STScI: Comet ATLAS May Have Been a Blast from the Past
This pair of Hubble Space Telescope images of comet C/2019 Y4 (ATLAS), taken on April 20 and April 23, 2020, reveal the breakup of the solid nucleus of the comet. Hubble photos identify as many as 30 separate fragments. The comet was approximately 91 million miles from Earth when the images were taken. The comet may be a broken off piece of a larger comet that swung by the Sun 5,000 years ago. The comet has been artificially colored in this view to enhance details for analysis.

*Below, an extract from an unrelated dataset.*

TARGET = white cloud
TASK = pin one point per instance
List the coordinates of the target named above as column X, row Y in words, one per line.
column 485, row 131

CREDITS: SCIENCE: NASA, ESA, Quanzhi Ye (UMD) IMAGE PROCESSING: Alyssa Pagan (STScI)
It’s suspected that about 5,000 years ago a comet swept within 23 million miles of the Sun, closer than the innermost planet Mercury. The comet might have been a spectacular sight to civilizations across Eurasia and North Africa at the end of the Stone Age.
However, this nameless space visitor is not recorded in any known historical account. So how do astronomers know that there was such an interplanetary intruder?
Enter comet ATLAS (C/2019 Y4), which first appeared near the beginning of 2020.
Comet ATLAS, first detected by the Asteroid Terrestrial-impact Last Alert System (ATLAS), operated by the University of Hawaii, quickly met an untimely death in mid-2020 when it disintegrated into a cascade of small icy pieces.
In a new study using observations from NASA’s Hubble Space Telescope, astronomer Quanzhi Ye of the University of Maryland in College Park, reports that ATLAS is a broken-off piece of that ancient visitor from 5,000 years ago. Why? Because ATLAS follows the same orbital “railroad track” as that of a comet seen in 1844. This means the two comets are probably siblings from a parent comet that broke apart many centuries earlier. The link between the two comets was first noted by amateur astronomer Maik Meyer.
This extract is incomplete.